Ferner wurden die Schüler/innen unmittelbar nach der Intervention gefragt, ob sie sich an einer Stelle der Präventionsmaßnahme unwohl gefühlt hatten. Dies bejahten 16 % aller Befragten (n = 80) und mit 25 % signifikant häufiger die Schülerinnen (♂: 9 %; Pearsons Chi2 (2) = 21,721; p < 0,001). Diese Unbehaglichkeitsgefühle wurden in 69 Fällen von 50 Schülerinnen und 18 Schülern spezifisch benannt.Footnote 13 Mit 64 % konzentrierten sich die Schüler/innenaussagen auf die Inhaltsebene und hierbei wiederum vorrangig auf die Inhalte mit Gewaltbezug. Insbesondere die Erzählungen zu einem von anderen Rechtsextremen begangenen Tötungsdelikt, die rund ein Viertel aller konkret genannten Gründe ausmachten und vorrangig von Schülerinnen angegeben wurden, führten zu Unbehagen. 16 % der Ursachen, die ebenso mehrheitlich von Mädchen angeführt wurden, bezogen sich auf die Vergangenheit, den Habitus und das äußere Erscheinungsbild des Aussteigers. Insgesamt vier Befragte verwendeten in ihren Angaben zum Inhalt beziehungsweise zum Referenten explizit das Wort „Angst“ (z. B. „[…] so etwas zu hören bereitet einem Angst“; „Als er sich groß gemacht hatte und immer lauter wurde. Weil ich da ein bisschen Angst hatte“; „Manchmal machte der Mann mir Angst“) (Walsh und Gansewig 2019, S. 59 ff.). Im Lauf der Präventionsmaßnahme Unbehagen verspürt zu haben, mündete jedoch nicht in eine negative Gesamtbewertung des Aussteigers oder der Maßnahme. Auch diese Schüler/innen bewerteten den Referenten zu 95 % und die Intervention zu 80 % mit sehr gut und gut (ebd., S. 63 f.).
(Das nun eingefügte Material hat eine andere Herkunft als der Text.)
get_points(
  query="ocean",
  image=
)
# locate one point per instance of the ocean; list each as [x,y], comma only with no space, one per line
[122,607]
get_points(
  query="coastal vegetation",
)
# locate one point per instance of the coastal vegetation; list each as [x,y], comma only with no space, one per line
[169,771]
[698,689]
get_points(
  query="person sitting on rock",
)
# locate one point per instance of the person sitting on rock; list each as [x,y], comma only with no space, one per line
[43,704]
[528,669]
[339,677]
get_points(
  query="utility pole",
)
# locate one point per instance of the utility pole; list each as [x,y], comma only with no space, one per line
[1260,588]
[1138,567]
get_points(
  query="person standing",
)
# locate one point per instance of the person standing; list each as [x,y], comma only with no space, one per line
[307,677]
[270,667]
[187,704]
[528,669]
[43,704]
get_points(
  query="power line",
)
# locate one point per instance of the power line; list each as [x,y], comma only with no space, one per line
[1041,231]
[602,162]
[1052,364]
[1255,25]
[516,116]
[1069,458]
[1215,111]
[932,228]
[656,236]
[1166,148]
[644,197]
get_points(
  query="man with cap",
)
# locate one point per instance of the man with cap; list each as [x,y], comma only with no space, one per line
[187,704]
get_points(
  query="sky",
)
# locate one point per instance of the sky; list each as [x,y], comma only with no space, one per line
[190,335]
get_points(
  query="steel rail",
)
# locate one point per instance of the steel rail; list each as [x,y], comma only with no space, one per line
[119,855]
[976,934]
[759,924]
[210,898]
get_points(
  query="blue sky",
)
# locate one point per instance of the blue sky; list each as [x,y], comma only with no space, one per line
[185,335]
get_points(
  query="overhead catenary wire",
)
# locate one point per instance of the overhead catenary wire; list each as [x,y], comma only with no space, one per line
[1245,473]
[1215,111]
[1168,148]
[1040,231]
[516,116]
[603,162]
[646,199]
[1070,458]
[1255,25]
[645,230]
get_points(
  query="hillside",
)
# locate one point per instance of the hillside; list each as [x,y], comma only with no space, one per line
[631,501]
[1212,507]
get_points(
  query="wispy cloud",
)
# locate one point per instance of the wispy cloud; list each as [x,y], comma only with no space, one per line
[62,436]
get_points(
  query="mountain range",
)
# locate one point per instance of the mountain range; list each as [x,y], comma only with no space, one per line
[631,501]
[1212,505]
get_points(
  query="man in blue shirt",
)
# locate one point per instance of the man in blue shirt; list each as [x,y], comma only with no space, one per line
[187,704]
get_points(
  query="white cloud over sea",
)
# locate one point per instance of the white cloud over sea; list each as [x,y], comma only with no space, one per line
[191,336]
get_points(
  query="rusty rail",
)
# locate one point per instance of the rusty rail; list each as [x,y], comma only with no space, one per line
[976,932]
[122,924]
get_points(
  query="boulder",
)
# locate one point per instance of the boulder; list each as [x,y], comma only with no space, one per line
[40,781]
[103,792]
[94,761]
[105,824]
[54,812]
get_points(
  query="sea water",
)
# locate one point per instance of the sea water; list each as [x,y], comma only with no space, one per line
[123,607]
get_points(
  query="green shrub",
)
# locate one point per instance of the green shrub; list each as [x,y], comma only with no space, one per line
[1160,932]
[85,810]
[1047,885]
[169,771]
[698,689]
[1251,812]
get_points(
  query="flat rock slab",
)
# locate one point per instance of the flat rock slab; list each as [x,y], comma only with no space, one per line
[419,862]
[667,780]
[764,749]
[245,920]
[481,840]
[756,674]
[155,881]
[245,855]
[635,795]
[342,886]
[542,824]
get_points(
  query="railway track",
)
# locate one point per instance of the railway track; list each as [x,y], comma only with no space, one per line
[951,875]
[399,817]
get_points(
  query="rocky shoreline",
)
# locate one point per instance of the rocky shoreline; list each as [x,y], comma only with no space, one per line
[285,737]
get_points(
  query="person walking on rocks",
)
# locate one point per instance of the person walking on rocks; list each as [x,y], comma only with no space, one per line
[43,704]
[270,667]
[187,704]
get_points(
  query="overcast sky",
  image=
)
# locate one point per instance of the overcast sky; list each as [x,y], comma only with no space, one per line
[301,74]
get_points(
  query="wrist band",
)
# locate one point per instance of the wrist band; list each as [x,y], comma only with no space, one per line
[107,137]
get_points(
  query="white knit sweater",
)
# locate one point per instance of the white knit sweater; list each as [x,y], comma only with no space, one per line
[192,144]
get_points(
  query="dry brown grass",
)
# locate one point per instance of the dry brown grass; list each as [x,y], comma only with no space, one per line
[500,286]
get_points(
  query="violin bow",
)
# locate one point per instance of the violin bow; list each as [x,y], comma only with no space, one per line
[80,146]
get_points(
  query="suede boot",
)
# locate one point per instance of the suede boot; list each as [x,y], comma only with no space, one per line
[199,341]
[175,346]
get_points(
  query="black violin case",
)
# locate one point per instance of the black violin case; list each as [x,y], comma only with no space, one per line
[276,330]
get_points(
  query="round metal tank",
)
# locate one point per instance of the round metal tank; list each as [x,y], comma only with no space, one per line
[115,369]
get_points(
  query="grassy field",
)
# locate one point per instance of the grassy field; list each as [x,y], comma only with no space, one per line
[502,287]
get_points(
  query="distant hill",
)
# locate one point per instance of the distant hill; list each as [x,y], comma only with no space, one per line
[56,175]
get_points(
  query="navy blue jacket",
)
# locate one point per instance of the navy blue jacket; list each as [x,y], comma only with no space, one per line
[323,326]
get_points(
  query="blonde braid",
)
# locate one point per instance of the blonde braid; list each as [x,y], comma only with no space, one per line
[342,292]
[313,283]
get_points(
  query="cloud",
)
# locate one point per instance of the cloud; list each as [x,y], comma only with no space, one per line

Aus den Angaben der Schüler/innen konnten insbesondere zwei Schlussfolgerungen gezogen werden: (1) Dass ein reines Abfragen von „Was hat Dir (nicht) gefallen?“ und/oder die Vergabe von Noten als Feedback nicht ausreicht, um die Schüler/innenperspektive auf ein derartiges Schulformat adäquat zu erfassen; (2) Dass mit der untersuchten Präventionsmaßnahme das Interesse der Schüler/innen weniger für den eigentlichen Präventionsgegenstand geweckt werden konnte, sondern sich dieses vornehmlich auf die Person des Szeneaussteigers bezog (Gansewig und Walsh 2020a, S. 359 ff.).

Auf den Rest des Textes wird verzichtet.